Solved

Running backup with very little space left render QNAP NAS unresponsive


Userlevel 2

Hi,

Does anybody has encountered the following odd situation:

 

Situation (a): QNAP NAS full/over quota. When running the Veeam backup, it fails as expected reporting that the target directory is full.

Situation (b): QNAP NAS with very little space (32MB left of 2TB). When running the Veeam backup, it hoses the NAS ....

 

Where in the second situation the QNAP NAS can no longer be accessed.  Any already attached ssh session becomes ‘stuck’ as soon as it tries to access the disk.  Also the number of smb process on the QNAP NAS keeps increase over-time.

 

I have a Windows 10 machine with Veeam 11.0.1.1261 running backups remotely to a SMB shared on a QNAP with QTS 5.0.1.2194.

 

Is there anything that I can do to prevent this from happening (i.e. actually get an error from Veeam in the second situation rather than an unresponsive NAS)?

Thanks.

icon

Best answer by MicoolPaul 20 December 2022, 22:47

View original

17 comments

Userlevel 7
Badge +20

I would think to put a quota on the SMB share you are mapping to the VBR server this way when it hits that backups just fail instead of trying to fill the NAS.  This would be the best way I would think to take care of this since Veeam when backing up will use the space it sees.

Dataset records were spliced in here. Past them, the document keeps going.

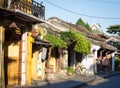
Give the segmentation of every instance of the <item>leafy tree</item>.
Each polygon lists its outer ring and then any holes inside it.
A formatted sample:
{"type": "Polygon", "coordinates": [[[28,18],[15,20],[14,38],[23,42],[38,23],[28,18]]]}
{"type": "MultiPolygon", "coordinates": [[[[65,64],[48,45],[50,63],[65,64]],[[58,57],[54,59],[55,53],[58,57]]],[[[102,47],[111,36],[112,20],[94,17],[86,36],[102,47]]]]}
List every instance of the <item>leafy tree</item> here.
{"type": "Polygon", "coordinates": [[[120,36],[120,25],[112,25],[108,27],[107,32],[110,34],[118,34],[120,36]]]}
{"type": "Polygon", "coordinates": [[[68,45],[74,45],[74,51],[79,53],[90,52],[91,44],[90,42],[80,33],[75,31],[61,32],[61,38],[67,42],[68,45]]]}
{"type": "Polygon", "coordinates": [[[44,38],[51,43],[52,47],[67,48],[67,44],[61,38],[51,34],[44,35],[44,38]]]}
{"type": "Polygon", "coordinates": [[[76,22],[77,25],[82,25],[84,26],[88,31],[92,31],[91,27],[89,26],[88,23],[85,23],[81,18],[76,22]]]}

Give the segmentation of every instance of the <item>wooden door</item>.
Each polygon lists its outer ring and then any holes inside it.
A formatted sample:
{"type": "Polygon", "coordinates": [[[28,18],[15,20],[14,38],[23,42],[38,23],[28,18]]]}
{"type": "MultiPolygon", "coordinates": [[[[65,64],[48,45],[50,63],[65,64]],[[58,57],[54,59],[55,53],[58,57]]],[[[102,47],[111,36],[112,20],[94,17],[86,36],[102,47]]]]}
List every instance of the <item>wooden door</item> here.
{"type": "Polygon", "coordinates": [[[5,85],[18,85],[19,35],[14,29],[5,31],[5,85]]]}

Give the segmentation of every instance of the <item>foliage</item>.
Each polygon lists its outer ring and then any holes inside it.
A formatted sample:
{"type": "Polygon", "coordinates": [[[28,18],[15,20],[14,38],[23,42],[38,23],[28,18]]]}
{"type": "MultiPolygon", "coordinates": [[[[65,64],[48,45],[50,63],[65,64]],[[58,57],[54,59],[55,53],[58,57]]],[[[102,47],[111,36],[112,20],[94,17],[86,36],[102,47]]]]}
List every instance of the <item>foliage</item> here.
{"type": "Polygon", "coordinates": [[[107,32],[110,34],[118,34],[120,36],[120,25],[112,25],[108,27],[107,32]]]}
{"type": "Polygon", "coordinates": [[[73,73],[73,72],[74,72],[73,67],[68,67],[68,68],[67,68],[67,73],[73,73]]]}
{"type": "Polygon", "coordinates": [[[52,47],[67,48],[66,42],[59,37],[55,37],[50,34],[46,34],[44,38],[51,43],[52,47]]]}
{"type": "Polygon", "coordinates": [[[61,38],[68,44],[75,43],[74,51],[79,53],[89,53],[91,44],[90,42],[80,33],[70,30],[69,32],[61,32],[61,38]]]}
{"type": "Polygon", "coordinates": [[[84,26],[88,31],[92,31],[91,27],[89,26],[88,23],[85,23],[81,18],[76,22],[77,25],[82,25],[84,26]]]}

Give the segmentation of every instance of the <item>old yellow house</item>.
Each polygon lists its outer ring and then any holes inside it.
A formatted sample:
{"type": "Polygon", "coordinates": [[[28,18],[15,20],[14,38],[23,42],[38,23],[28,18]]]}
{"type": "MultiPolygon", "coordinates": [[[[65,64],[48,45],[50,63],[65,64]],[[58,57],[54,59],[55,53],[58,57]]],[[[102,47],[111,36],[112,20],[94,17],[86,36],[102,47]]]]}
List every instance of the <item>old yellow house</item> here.
{"type": "MultiPolygon", "coordinates": [[[[0,2],[0,87],[30,84],[32,25],[43,22],[44,13],[32,9],[33,4],[34,6],[39,4],[33,0],[18,0],[12,3],[0,0],[0,2]],[[29,6],[26,7],[25,3],[29,6]]],[[[44,12],[44,6],[42,8],[44,12]]]]}

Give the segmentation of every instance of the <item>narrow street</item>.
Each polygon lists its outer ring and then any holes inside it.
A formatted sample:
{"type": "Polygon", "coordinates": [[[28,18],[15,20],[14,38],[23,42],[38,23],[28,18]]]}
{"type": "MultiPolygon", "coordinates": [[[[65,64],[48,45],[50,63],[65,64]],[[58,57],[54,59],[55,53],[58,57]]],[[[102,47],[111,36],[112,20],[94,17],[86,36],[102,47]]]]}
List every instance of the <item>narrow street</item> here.
{"type": "Polygon", "coordinates": [[[79,88],[119,88],[120,86],[120,75],[113,76],[108,79],[96,80],[88,83],[87,86],[79,88]]]}

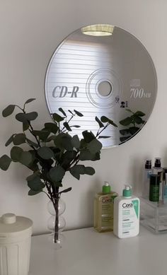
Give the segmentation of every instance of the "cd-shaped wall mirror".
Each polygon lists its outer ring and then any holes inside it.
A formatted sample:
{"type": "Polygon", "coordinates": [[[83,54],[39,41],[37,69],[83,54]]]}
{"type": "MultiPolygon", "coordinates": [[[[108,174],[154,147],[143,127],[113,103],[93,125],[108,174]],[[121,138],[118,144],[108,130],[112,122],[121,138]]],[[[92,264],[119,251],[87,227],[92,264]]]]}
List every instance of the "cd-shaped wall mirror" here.
{"type": "MultiPolygon", "coordinates": [[[[152,59],[133,35],[110,25],[93,25],[70,34],[56,49],[45,78],[50,112],[76,110],[74,124],[96,133],[95,117],[105,116],[108,127],[100,140],[108,148],[125,142],[143,127],[152,111],[157,79],[152,59]]],[[[69,117],[71,114],[69,112],[69,117]]]]}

Now unless the SMB share was part of a SOBR where you could offload data to a Capacity Tier (S3) then that would keep the main repo space down as well.

Userlevel 7
Badge +12

Situation (b): QNAP NAS with very little space (32MB left of 2TB). When running the Veeam backup, it hoses the NAS ....


As already commented in the forum, only 32MB free space cannot work. Please make sure that you have at least 5-10% unused storage left.


Thanks

Fabian

 

Userlevel 2

> I would think to put a quota on the SMB share you are mapping to the VBR server this way when it hits that backups just fail instead of trying to fill the NAS. 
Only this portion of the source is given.